- Windows cover art
- Publisher: Sandlot Games
- Platforms: Windows, Wii, OS X, iOS, Android
- Release: December 3, 2004
- Genre: Racing
- Mode: Multiplayer

= Snail Mail (video game) =

2004 video game

Snail Mail is a racing video game released by Sandlot Games and developed by Alpha72 Games for Microsoft Windows on December 3, 2004. Versions for Wii, through the WiiWare service, and iOS were released in 2011. The player controls a snail named Turbo, with a jetpack strapped to its back, avoiding various enemies and obstacles.

== Gameplay ==
The game features the main protagonist, a snail, whose task is to deliver mail throughout various worlds and levels.

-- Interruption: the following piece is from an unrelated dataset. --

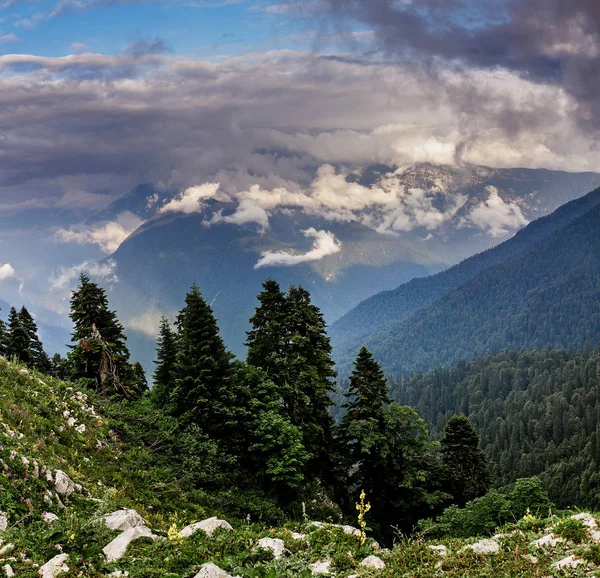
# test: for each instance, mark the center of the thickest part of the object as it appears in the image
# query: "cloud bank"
(107, 236)
(324, 244)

Set in space, the game features cel shaded graphics. Snail Mail offers three different modes of play; postal mode, time trial mode and challenge mode. The snail (named "Turbo", pictured in the cover art) has to navigate throughout the levels whilst avoiding various enemies and obstacles, using a jetpack strapped onto his back. In multiplayer, other players use different colored snails. The levels are filled with powerups, as well as packages that can be collected. There are 50 levels in the game.

== Reception ==
The game received mixed reviews from critics. A review by Nintendo-video game review site Nintendo Life praised the art style and the colorful visuals. The same review, however, mentioned awkward game controls which affected gameplay. The review also found the levels to be too similar and repetitive to make the game an enjoyable one. The review noted that the graphics occasionally made the game difficult to play.

TouchArcade gave the iOS version mostly positive feedback, saying that "everything about the game was fun". IGN also reviewed the iOS version of the game, and gave it in an 8/10.